Após 29 anos de seguidas decepções entrei em coma com a vida.
Vivi intensamente por 29 anos, depois acabou. GAME OVER. Não existem mais vidas nem o botão de continue. Parei o jogo alí e desisti, quebrei o jogo.
Desacreditei que era possível continuar depois de tantas mortes e tantos reinícios. Preferi matar o sonho de chegar ao final.
E como dizia Warley Tomáz: "Um homem sem sonhos é vazio; está morto por dentro".
"O espírito dela espera na janela daquele quarto de hospital. Seu corpo
há muito foi levado mas ela continua ali, numa espera sem fim". http://perdidosnaescada.blogspot.com.br/2010/04/ela-espera.htmlNão aguento mais a dor, desamor.
Após 4 anos no coma, sendo acompanhada e medicada... Perdi alguns sentidos, mas ouço comentários. Os médicos falam: Viva! Reaja!
A família tem esperança de que eu possa viver de novo e ficam na expectativa de algum sinal de melhora.
Mas eu não posso me mover, eu não tenho como reagir.
Se eu tentar eu vou sentir dor, tenho medo, tenho pavor.
E, não sentir nada é melhor do que elevar o espírito com o bem estar e depois cair com a gravidade.
A cada subida uma queda. A cada altura um impacto de mesma grandeza proporcional.
Da queda e do impacto: DOR
Médicos não me peçam pra viver, entendam! Eu não quero me sentir bem!

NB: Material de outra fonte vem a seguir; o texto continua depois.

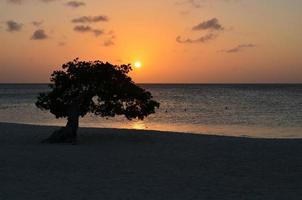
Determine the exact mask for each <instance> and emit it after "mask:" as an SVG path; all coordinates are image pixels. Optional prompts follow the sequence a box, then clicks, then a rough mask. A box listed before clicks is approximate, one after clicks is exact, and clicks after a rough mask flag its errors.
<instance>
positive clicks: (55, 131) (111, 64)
mask: <svg viewBox="0 0 302 200" xmlns="http://www.w3.org/2000/svg"><path fill="white" fill-rule="evenodd" d="M62 69H63V70H58V71H54V72H53V73H52V75H51V79H50V80H51V84H50V85H49V87H50V89H51V91H49V92H46V93H41V94H39V96H38V100H37V102H36V106H37V107H38V108H40V109H42V110H49V111H50V112H51V113H52V114H54V115H55V117H56V118H67V124H66V126H65V127H63V128H61V129H60V130H58V131H55V132H54V133H53V134H52V135H51V136H50V137H49V138H48V139H47V140H45V142H50V143H57V142H73V141H75V140H76V138H77V130H78V127H79V118H80V117H84V116H85V115H86V114H87V113H93V114H95V115H99V116H101V117H114V116H115V115H124V116H125V117H126V118H127V119H128V120H131V119H140V120H143V119H144V118H145V117H147V116H148V115H150V114H152V113H155V108H158V107H159V103H158V102H156V101H154V100H153V99H152V98H153V97H152V95H151V93H150V92H148V91H146V90H145V89H143V88H141V87H139V86H138V85H136V84H135V83H134V82H133V81H132V80H131V78H130V77H129V76H128V73H129V72H130V71H131V70H132V69H131V65H130V64H128V65H119V66H117V65H112V64H110V63H108V62H106V63H104V62H101V61H89V62H86V61H80V60H79V59H75V60H73V61H71V62H68V63H66V64H63V65H62Z"/></svg>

O que existe é o estado vegetativo do coma, não há mais sonhos, não há mais vida.
A ciência permite que a química me acorde e me faça dormir.
Estar respirando artificialmente para que outras pessoas não sofram já é uma carga bastante pesada para suportar.
Eu preciso de ajuda, mas ajuda para morrer e não para viver.
É da eutanásia que eu preciso, mesmo contra a aceitação legal no Brasil.
Eu preciso que desliguem os aparelhos!!! Me deixem ir
Eu não preciso de medicamentos que me façam sentir e sim daqueles que me façam parar de sentir.
Será que existe alguém no mundo que possa me ajudar?